İşte Sazak'ın o yazısı:
Başbakan Recep Tayyip Erdoğan'ın Arap Baharı ardından "ülkesini bölgesel güce dönüştüren lider" nitelemesiyle TIME'a kapak olduğu günlerde CHP'de "Dersim isyanı" yaşanıyor olması ilginçtir.
Atatürk'ün manevi kızı, ilk kadın pilot Sabiha Gökçen'in "Atatürk'ün İzinde Bir Ömür Böyle Geçti" kitabında Dersim anıları da yer alıyor.
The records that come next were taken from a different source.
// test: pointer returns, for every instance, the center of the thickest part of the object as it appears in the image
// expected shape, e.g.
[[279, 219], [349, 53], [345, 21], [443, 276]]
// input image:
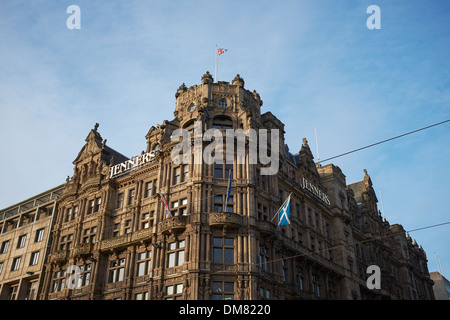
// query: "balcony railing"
[[175, 223], [126, 239], [229, 219]]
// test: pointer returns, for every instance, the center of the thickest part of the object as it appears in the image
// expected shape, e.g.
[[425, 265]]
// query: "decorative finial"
[[305, 142]]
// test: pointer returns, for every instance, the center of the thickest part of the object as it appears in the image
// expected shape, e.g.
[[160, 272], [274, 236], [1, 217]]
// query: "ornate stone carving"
[[225, 218]]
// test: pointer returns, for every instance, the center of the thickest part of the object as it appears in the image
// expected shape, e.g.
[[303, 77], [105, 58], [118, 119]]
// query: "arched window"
[[222, 122], [223, 103], [189, 126]]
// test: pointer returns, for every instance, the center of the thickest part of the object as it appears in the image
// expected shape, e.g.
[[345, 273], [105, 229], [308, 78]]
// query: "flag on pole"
[[228, 191], [284, 212], [168, 213], [221, 51]]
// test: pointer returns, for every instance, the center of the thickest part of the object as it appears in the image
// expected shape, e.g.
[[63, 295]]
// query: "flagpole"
[[281, 207], [215, 69]]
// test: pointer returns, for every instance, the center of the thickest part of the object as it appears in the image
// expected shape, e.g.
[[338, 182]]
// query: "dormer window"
[[191, 108], [223, 103], [222, 122]]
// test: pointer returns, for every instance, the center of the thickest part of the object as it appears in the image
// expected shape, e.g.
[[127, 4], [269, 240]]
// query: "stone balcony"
[[83, 249], [59, 256], [266, 226], [126, 239], [173, 224], [229, 219]]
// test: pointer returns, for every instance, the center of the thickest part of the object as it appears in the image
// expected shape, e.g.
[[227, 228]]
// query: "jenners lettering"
[[134, 163], [315, 191]]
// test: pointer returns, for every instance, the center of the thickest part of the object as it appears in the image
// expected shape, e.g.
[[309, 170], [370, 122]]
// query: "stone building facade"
[[111, 237], [24, 244]]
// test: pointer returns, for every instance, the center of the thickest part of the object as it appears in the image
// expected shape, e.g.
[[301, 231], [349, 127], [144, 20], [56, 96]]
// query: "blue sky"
[[315, 64]]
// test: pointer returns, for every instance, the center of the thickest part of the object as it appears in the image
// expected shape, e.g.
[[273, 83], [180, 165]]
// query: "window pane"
[[217, 286], [171, 260], [141, 269], [228, 287], [121, 274], [180, 257], [229, 255], [217, 255], [169, 290]]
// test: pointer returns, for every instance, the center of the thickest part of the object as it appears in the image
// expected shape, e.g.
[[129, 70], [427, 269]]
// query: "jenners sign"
[[134, 163], [314, 190]]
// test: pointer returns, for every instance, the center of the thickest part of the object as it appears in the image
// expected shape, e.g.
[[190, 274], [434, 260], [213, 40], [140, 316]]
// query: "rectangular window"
[[32, 290], [179, 207], [141, 296], [98, 202], [116, 270], [91, 206], [120, 201], [175, 254], [69, 212], [39, 235], [131, 195], [264, 258], [65, 242], [219, 203], [144, 263], [16, 264], [223, 290], [147, 220], [12, 294], [174, 292], [177, 175], [148, 189], [223, 171], [223, 250], [89, 235], [59, 280], [21, 241], [316, 285], [185, 172], [34, 258], [85, 275]]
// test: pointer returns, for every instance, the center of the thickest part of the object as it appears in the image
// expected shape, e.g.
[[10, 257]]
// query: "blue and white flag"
[[228, 191], [284, 212]]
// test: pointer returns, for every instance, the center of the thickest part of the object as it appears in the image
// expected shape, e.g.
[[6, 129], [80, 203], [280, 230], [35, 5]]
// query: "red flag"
[[221, 51], [168, 213]]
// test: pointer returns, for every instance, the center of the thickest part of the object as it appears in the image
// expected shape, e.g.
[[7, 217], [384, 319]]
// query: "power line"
[[353, 243], [380, 142]]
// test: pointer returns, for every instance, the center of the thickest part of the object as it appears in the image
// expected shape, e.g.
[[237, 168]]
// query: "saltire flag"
[[221, 51], [228, 191], [168, 213], [284, 212]]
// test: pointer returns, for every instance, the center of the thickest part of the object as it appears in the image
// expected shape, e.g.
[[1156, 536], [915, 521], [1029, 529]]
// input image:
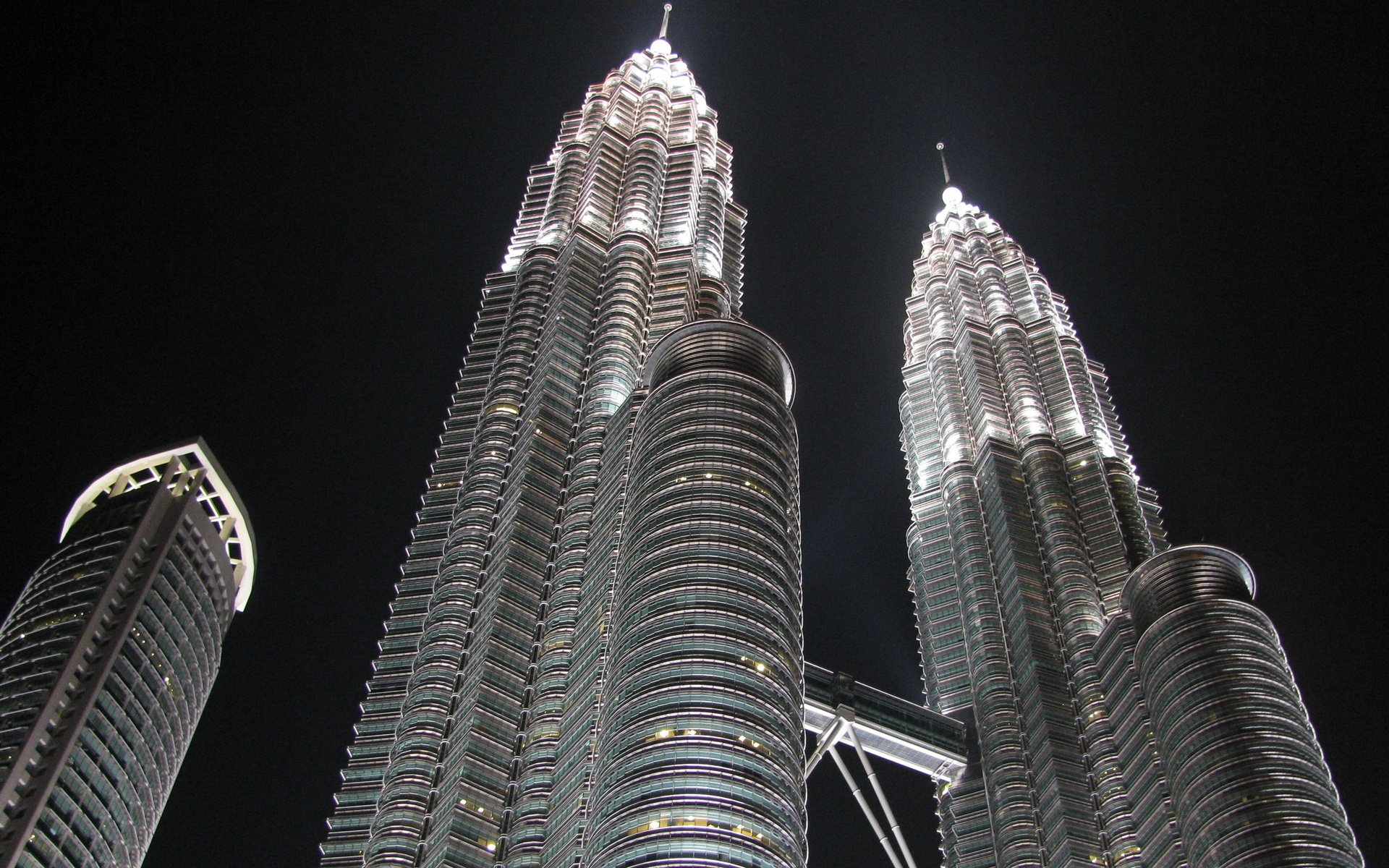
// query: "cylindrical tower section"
[[702, 756], [1249, 783], [110, 655]]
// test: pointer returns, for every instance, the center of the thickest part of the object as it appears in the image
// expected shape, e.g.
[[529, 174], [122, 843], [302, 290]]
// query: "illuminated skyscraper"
[[595, 649], [1129, 703], [109, 656]]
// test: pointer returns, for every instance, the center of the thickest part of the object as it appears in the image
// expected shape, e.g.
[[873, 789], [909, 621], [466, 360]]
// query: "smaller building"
[[109, 656]]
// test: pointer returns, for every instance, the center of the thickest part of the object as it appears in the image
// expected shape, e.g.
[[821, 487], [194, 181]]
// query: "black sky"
[[270, 226]]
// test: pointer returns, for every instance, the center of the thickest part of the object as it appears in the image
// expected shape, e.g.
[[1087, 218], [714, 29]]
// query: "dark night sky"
[[270, 226]]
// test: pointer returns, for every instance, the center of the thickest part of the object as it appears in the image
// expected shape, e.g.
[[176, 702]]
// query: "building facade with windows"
[[1127, 702], [595, 649], [109, 656]]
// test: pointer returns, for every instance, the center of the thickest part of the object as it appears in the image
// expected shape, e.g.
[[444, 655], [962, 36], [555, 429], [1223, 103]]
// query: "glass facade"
[[110, 655], [545, 632], [1028, 522]]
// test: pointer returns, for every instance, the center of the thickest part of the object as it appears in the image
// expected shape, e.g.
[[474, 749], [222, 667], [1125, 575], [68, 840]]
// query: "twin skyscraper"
[[595, 655]]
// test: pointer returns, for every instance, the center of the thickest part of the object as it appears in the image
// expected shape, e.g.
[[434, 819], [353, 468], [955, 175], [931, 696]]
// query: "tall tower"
[[1129, 706], [595, 650], [109, 656]]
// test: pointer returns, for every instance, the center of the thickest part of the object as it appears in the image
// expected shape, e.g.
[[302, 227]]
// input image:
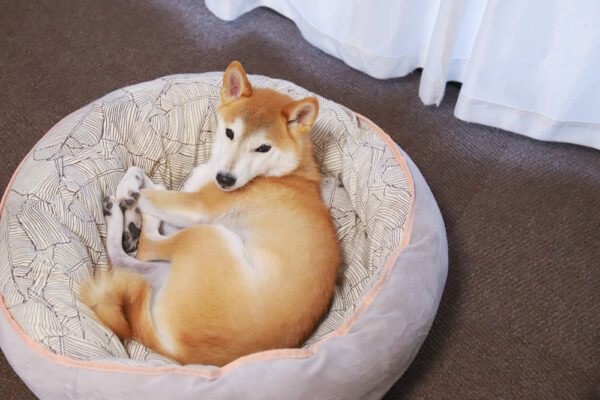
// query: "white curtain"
[[527, 66]]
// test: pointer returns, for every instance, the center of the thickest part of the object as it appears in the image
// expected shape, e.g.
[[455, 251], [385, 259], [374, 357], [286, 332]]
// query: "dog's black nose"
[[225, 179]]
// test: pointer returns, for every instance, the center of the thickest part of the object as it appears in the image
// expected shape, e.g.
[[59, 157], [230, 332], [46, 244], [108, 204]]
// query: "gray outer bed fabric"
[[361, 363]]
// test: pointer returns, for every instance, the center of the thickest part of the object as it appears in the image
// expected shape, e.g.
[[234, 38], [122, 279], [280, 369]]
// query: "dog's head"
[[260, 132]]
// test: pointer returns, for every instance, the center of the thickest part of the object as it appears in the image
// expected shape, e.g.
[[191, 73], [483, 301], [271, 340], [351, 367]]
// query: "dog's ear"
[[235, 83], [300, 115]]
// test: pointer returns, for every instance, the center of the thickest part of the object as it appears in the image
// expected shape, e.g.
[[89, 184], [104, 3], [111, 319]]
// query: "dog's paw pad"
[[129, 243], [107, 204], [128, 190]]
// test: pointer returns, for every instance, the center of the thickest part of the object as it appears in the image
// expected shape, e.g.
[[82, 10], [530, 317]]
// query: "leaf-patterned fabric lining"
[[52, 230]]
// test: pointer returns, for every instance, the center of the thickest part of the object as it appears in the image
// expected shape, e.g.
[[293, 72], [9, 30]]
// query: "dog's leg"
[[185, 209], [126, 194], [154, 272]]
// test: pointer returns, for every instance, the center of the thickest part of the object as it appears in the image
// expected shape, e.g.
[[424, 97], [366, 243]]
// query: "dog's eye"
[[263, 148]]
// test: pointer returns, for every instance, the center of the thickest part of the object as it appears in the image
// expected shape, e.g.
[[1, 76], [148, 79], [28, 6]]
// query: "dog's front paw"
[[127, 194], [108, 203], [128, 189]]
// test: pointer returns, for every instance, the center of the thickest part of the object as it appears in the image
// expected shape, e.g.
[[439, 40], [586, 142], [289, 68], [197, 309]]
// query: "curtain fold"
[[530, 67]]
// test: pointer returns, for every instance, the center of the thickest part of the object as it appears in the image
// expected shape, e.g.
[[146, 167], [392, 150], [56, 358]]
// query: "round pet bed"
[[52, 234]]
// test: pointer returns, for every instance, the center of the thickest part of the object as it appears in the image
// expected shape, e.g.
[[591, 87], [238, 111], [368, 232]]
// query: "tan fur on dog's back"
[[120, 298], [220, 303]]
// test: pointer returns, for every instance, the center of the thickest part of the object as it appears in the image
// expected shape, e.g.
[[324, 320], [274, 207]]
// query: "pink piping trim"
[[264, 355]]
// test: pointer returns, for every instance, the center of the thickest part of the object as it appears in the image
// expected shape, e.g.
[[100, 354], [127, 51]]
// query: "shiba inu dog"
[[247, 256]]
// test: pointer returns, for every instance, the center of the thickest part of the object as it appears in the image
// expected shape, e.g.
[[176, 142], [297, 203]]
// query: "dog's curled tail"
[[120, 298]]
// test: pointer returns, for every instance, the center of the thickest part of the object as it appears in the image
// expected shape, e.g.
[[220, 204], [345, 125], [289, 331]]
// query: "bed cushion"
[[52, 233]]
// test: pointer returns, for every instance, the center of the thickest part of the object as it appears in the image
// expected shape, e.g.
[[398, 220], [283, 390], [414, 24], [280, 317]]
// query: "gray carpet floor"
[[520, 315]]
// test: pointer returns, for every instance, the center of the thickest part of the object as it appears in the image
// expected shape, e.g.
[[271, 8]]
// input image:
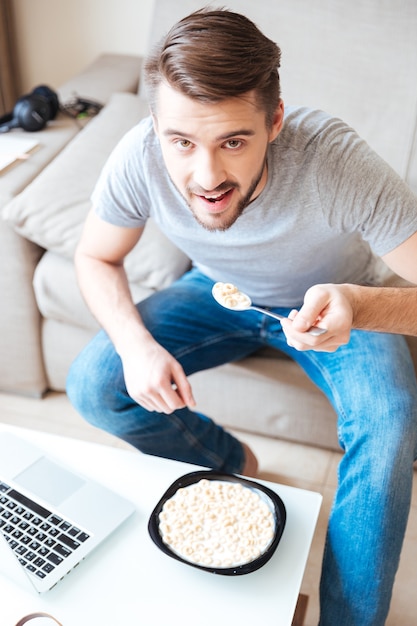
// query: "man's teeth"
[[214, 198]]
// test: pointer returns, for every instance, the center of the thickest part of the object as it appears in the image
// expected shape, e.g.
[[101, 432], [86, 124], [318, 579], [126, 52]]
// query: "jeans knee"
[[94, 381]]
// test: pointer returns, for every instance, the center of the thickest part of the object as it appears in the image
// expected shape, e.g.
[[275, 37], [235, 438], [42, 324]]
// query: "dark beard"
[[243, 203]]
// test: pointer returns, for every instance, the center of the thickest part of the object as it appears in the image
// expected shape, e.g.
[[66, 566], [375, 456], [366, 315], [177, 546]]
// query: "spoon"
[[229, 297]]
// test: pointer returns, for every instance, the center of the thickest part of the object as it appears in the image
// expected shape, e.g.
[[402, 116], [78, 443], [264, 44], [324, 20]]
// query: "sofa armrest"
[[21, 361], [108, 74]]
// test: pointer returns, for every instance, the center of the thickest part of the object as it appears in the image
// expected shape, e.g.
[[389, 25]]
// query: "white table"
[[129, 581]]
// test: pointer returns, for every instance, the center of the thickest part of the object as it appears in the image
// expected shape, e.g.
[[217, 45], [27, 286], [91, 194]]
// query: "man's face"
[[215, 154]]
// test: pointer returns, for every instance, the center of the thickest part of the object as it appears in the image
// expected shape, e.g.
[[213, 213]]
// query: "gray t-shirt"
[[329, 206]]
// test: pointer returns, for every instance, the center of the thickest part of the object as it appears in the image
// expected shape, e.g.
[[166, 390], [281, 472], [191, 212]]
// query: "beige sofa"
[[356, 60]]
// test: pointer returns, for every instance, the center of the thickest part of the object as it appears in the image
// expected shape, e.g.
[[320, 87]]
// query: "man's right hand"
[[155, 379]]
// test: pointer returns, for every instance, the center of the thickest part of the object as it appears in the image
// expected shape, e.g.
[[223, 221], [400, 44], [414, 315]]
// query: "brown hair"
[[212, 55]]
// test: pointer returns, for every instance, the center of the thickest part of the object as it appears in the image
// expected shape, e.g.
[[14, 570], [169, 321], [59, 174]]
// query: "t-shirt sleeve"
[[120, 196], [361, 192]]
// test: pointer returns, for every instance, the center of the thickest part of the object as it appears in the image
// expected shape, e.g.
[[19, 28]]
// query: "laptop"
[[51, 517]]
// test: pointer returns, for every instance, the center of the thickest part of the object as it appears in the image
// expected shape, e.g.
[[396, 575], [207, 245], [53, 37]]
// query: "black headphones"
[[32, 111]]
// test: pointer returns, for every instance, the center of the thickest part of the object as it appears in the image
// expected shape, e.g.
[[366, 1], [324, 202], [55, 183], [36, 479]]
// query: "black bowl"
[[277, 507]]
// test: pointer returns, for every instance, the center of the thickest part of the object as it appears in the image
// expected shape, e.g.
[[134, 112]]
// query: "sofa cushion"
[[51, 210]]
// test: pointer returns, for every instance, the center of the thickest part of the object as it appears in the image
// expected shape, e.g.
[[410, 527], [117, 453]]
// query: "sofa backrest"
[[356, 60]]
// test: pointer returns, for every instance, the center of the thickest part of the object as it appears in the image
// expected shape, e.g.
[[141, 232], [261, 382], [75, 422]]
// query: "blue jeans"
[[371, 384]]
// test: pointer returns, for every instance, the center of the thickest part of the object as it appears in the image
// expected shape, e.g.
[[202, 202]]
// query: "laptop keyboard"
[[40, 539]]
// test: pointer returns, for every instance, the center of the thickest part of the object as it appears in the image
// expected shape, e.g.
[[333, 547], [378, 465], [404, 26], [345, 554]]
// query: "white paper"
[[13, 148]]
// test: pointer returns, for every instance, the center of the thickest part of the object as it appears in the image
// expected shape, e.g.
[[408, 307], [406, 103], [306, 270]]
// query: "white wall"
[[57, 38]]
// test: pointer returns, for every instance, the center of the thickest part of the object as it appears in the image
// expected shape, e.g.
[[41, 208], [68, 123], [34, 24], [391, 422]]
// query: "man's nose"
[[209, 171]]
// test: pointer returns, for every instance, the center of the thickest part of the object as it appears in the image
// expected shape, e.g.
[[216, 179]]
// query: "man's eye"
[[183, 144], [234, 143]]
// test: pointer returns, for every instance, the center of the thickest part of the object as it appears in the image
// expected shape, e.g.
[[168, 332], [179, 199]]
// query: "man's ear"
[[154, 122], [277, 121]]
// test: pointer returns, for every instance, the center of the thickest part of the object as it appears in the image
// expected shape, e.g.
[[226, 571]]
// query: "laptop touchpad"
[[49, 481]]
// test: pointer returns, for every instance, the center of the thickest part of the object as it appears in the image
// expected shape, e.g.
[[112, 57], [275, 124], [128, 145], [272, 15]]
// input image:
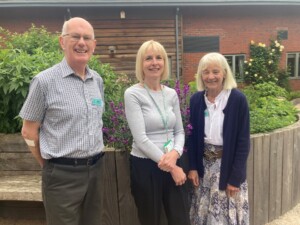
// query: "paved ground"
[[290, 218]]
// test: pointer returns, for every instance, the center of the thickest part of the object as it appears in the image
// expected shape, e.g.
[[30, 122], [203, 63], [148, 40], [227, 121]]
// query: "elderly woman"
[[218, 146], [153, 114]]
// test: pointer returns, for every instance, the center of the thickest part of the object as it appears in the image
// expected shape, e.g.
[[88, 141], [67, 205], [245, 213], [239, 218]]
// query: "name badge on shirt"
[[206, 113], [97, 102], [168, 146]]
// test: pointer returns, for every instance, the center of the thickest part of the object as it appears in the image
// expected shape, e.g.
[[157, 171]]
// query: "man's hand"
[[194, 177], [178, 175], [168, 161]]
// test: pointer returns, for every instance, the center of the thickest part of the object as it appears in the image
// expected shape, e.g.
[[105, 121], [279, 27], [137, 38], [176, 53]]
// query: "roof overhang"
[[141, 3]]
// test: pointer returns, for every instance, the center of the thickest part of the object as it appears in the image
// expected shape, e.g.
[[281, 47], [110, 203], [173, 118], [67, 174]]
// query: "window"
[[236, 62], [293, 64]]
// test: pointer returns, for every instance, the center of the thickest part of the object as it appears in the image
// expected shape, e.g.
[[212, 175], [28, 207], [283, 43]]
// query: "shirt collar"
[[67, 70]]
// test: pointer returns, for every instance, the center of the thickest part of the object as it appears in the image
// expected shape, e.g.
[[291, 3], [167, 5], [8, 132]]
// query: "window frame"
[[296, 74], [233, 66]]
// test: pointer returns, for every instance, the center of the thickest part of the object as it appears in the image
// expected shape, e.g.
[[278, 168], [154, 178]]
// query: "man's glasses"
[[77, 37]]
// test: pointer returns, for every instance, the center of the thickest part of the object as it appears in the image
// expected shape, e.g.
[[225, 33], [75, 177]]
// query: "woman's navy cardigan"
[[236, 138]]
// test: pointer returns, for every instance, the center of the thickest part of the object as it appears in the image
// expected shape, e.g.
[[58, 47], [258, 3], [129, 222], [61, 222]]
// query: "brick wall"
[[236, 27]]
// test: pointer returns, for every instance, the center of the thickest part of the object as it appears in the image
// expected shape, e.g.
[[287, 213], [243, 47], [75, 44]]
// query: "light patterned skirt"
[[210, 206]]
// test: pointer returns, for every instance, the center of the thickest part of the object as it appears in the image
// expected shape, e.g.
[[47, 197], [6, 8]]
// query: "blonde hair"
[[66, 24], [156, 47], [216, 59]]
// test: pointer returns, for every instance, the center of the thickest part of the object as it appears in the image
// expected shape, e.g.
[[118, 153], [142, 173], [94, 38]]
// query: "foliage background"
[[24, 55]]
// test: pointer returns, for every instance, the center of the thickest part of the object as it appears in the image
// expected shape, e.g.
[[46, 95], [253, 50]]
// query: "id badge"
[[168, 146]]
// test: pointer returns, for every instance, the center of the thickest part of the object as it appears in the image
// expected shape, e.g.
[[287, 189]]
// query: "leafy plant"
[[263, 65], [24, 55], [269, 107]]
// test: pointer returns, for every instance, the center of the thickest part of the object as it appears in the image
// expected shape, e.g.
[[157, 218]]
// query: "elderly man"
[[62, 125]]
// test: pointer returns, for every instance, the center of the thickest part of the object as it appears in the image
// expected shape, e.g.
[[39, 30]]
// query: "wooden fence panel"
[[250, 179], [287, 170], [296, 168], [110, 209], [128, 211], [261, 181], [276, 148]]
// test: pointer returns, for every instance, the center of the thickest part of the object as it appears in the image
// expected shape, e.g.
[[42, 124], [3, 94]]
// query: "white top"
[[145, 122], [214, 118]]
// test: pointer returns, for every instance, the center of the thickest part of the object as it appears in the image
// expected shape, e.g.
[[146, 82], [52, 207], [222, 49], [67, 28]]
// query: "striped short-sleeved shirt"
[[69, 110]]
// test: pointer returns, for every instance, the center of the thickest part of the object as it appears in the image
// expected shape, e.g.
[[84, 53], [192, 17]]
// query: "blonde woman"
[[154, 118]]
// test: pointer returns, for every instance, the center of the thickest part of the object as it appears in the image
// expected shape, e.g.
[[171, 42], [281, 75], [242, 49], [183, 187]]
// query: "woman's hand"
[[231, 191], [178, 175], [168, 161], [194, 177]]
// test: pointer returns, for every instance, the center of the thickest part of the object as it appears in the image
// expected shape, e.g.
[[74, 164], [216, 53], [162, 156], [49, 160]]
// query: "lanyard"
[[164, 120]]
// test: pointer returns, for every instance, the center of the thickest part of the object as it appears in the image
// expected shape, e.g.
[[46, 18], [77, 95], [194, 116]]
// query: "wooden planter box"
[[273, 175]]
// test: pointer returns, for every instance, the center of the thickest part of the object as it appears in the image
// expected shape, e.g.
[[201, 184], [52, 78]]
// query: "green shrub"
[[269, 107], [23, 56], [263, 65]]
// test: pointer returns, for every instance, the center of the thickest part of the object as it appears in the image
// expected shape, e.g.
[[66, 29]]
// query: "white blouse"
[[214, 118]]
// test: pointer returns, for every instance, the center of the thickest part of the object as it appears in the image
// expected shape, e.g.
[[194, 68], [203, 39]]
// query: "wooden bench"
[[20, 180], [20, 186]]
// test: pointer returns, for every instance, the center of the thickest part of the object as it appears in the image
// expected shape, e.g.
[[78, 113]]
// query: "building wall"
[[236, 27]]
Gökçen'in anılarını Oktay Verel kaleme almış, Türk Hava Kurumu (1981) yayımlamış.
Dersim'e hareket öncesi çekilmiş kareler
Kitabın 417. sayfasından itibaren Sabiha Gökçen'in Eskişehir Hava Okulu'ndaki pilotluk eğitimi ve katıldığı askeri manevraları yakından izleyen Atatürk'le ilgili bölümler ve fotoğraflara yer verilmiş. Bunların 7-8 adedi Dersim'e hareket öncesi çekilmiş kareler.
'Barışa kan bulaştırmak istiyorlar..'
En çarpıcı olanı "Dersim'e uçan uçakların ardından", Atatürk'ü gökyüzüne bakarken gösteren fotoğraf. Resim altını Sabiha Gökçen yazmış:
"Bu benim çok sevdiğim, bana göre de çok anlamlı olan bir fotoğraftır. Bizim filo Dersim'e hareket ettikten sonra Atatürk yanındakilerle birlikte büyük boşlukta bizi kaybolana kadar izlemiş sonra dudaklarından biraz üzgün, biraz kırgın şu kelimeler dökülmüş: 'Ulusal Kurtuluş savaşını bu millet el ele gerçekleştirmişti. Şimdi bu birliği bölmek, bozmak, barışa kan bulaştırmak istiyorlar. Yazık... Çok yazık."
'Korkan insanın barış için savaş vermesi mümkün mü?'
Bir başka fotoğrafa "Harekâttan birkaç dakika önce" notu düşülmüş:
"Dersim'e uçuyordum. Asker arkadaşlarımla, meslektaşlarımla birlikte isyancıları susturmak görevini almıştım. Atatürk'ün bana verdiği silah da üzerimdeydi. Ulusum için ilk kez büyük bir işe gidiyordum. Makbule Atadan hanımefendi, 'Korkuyor musun?' diye sordu. Güldüm: 'Bölgeye barışı sağlamak için gidiyorum. Korkan insanın barış için savaş vermesi mümkün mü?'"
'Asla asilerin eline sağ olarak geçmeyecektim'
Ve "Makineli tüfek kontrolü" yapılıyor:
"Ne olur ne olmaz diye bir de makineli tüfek kontrolü yapıyor, silahı yağlıyor, mermileri sayıyor, herhangi bir taarruza uğradığımızda ne yapacağımızı birbirimize anlatıyorduk. Ben Atatürk'ten aldığım direktif üzerine, şayet uçağımız düşecek olursa derhal silaha sarılacak ve asla asilerin eline sağ olarak geçmeyecektim! Önce onlarla dövüşecek sonra da son kurşunu kendi beynime sıkacaktım."
'Dersim harekatını olduğu yerde bitirmek için göreve koştuk'
Sabiha Gökçen Atatürk'ün Dersim'le ilgili duygularını, hüznünü şöyle anlatıyor:
"Hiç beklemediği, hiç istemediği bir şey olmuştu, Atatürk'ün. 1937 yılında ülkeyi bölmek isteyenler Dersim'i seçmişlerdi. Oysa burada namuslu, ülkeye bağlı insanlarımız yaşıyordu. Bir avuç maceraperest halkı kışkırtıyor onlara asla yerine getiremeyecekleri vaatlerde bulunuyorlardı. Çoğu kanmıyor, inanmıyor ama içlerinde az da olsa silaha sarılan vardı. Türkiye huzura, barışa muhtaçtı. Atatürk bu meselenin bitmesini huzur ve kardeşliğin yeniden tesisini emretti. Bu nedenle uçaklarımız da ben de Dersim harekâtını olduğu yerde bitirmek, bu yangını söndürmek üzere göreve koştuk."
Dersim gerçeğiyle yüzleşmek isteyenler için Gökçen'in anıları iyi bir kaynak.